Monday, January 25, 2010

Economic Integration and Development

Noting the economic challenges within the Caribbean region, the CSME is necessary for economic integration. The Caribbean exploits natural resources because economic development in the region is delayed in comparison to small and comparable countries and we have preferential rates for agricultural produce. The Caribbean was in line with Ireland, Singapore and Cyprus in 1975. However, there has been a steady decline in growth in the 1970’s to the 1990’s of 1% of the GDP per capita. In 2000, there has been some growth in the real GDP in the Caribbean, increasing per capita incomes. Although poverty rates in the region are high, the Caribbean ranks high on the Human Development Index based on income, literacy and life expectancy. The main economic challenges facing the Caribbean are the loss of preferential arrangements, the ability to achieve higher productivity levels and the necessity to strengthen fiscal positions and reduce public debt burden.

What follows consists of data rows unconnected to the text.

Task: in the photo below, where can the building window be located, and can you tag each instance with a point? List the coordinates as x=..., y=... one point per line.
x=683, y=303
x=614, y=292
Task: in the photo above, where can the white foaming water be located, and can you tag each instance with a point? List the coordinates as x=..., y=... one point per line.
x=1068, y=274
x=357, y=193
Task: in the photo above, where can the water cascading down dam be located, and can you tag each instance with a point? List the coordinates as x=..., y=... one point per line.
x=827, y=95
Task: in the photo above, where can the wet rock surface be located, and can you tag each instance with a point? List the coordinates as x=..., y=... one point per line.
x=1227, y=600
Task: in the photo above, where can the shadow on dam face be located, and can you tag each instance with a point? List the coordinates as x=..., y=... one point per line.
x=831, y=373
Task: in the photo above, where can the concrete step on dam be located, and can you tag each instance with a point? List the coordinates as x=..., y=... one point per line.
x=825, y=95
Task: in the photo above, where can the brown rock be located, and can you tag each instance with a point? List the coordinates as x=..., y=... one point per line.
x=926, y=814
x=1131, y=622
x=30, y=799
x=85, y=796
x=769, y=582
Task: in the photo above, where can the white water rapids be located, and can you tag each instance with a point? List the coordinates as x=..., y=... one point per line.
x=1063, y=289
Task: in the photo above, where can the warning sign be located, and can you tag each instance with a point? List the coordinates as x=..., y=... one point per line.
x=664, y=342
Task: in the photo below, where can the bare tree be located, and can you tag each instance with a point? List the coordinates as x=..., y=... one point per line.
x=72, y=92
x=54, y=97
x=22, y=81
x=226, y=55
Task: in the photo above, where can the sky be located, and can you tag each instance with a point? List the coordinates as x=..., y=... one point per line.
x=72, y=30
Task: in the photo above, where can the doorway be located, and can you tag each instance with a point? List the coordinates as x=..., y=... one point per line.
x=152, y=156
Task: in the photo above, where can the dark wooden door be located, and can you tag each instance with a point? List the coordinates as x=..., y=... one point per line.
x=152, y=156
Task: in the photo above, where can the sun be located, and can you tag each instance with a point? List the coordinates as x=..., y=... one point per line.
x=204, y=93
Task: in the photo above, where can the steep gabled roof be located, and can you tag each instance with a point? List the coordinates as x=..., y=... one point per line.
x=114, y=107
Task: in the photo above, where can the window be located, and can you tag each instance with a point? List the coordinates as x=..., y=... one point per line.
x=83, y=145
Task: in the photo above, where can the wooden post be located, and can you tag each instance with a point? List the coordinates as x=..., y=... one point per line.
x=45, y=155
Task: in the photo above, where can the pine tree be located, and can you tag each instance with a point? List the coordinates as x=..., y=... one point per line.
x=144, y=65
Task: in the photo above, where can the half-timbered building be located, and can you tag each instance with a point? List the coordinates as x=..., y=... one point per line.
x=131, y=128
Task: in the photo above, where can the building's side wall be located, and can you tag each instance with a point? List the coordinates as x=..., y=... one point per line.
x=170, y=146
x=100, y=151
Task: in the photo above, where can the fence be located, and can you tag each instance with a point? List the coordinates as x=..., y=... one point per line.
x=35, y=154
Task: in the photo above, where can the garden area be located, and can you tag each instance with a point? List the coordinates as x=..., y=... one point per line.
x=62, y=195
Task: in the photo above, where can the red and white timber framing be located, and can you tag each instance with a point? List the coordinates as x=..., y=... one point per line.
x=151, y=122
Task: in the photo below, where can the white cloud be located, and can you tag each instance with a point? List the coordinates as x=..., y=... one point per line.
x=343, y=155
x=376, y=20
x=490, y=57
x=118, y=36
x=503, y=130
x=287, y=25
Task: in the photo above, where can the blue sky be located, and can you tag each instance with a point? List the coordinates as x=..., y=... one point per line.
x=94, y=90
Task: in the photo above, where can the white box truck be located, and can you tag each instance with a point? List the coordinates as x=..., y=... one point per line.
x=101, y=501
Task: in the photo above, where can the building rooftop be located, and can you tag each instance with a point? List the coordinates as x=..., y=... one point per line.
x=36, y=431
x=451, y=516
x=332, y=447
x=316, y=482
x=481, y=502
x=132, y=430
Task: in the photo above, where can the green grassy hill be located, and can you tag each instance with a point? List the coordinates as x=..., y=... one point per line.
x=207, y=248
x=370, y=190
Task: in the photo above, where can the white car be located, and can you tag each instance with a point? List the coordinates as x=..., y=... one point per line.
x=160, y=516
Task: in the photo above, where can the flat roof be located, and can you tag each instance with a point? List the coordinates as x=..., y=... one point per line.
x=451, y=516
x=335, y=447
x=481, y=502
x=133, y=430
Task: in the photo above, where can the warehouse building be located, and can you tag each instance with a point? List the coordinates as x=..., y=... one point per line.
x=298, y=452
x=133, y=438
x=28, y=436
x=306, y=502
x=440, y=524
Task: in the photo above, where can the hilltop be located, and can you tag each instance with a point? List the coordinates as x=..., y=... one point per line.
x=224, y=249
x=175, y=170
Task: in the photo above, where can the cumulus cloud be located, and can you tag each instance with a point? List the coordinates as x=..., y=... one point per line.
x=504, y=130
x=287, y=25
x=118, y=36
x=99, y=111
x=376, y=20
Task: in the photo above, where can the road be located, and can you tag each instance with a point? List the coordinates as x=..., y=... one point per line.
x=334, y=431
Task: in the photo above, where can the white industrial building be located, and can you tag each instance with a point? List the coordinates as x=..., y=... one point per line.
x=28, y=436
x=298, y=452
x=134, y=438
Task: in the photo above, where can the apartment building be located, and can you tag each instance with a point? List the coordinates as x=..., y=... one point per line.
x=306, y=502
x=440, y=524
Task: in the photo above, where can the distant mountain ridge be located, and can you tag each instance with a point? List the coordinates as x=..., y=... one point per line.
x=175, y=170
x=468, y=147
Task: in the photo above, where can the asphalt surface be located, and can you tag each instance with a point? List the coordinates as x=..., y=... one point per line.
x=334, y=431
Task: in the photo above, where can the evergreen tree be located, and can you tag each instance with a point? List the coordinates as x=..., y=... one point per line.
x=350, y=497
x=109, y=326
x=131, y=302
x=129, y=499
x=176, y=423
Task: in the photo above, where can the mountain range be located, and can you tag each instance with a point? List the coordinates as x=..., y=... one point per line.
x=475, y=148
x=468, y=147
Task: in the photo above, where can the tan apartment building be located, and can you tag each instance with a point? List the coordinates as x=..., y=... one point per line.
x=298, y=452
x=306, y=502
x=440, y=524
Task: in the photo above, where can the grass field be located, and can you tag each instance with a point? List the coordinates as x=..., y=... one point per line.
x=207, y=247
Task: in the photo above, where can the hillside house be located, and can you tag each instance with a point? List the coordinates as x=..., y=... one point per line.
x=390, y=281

As governments face political mandates to improve social and economic conditions, European markets are eroded. Developing countries have not taken the advantage of the long period of preferential market access to increase productivity of agricultural produce. The agricultural sector in the Caribbean is finding it difficult to be globally competitive. The lower productivity of both public and private investments has declined in the 1990’s. The agriculture sector has declined as a result of migration. Currently, remittances are a major factor to foreign exchange receipts in the region. However, migration has caused the brain drain which weakens the region’s human resources. Excessive build up in public debt hurts growth as resources were redirected to debt servicing.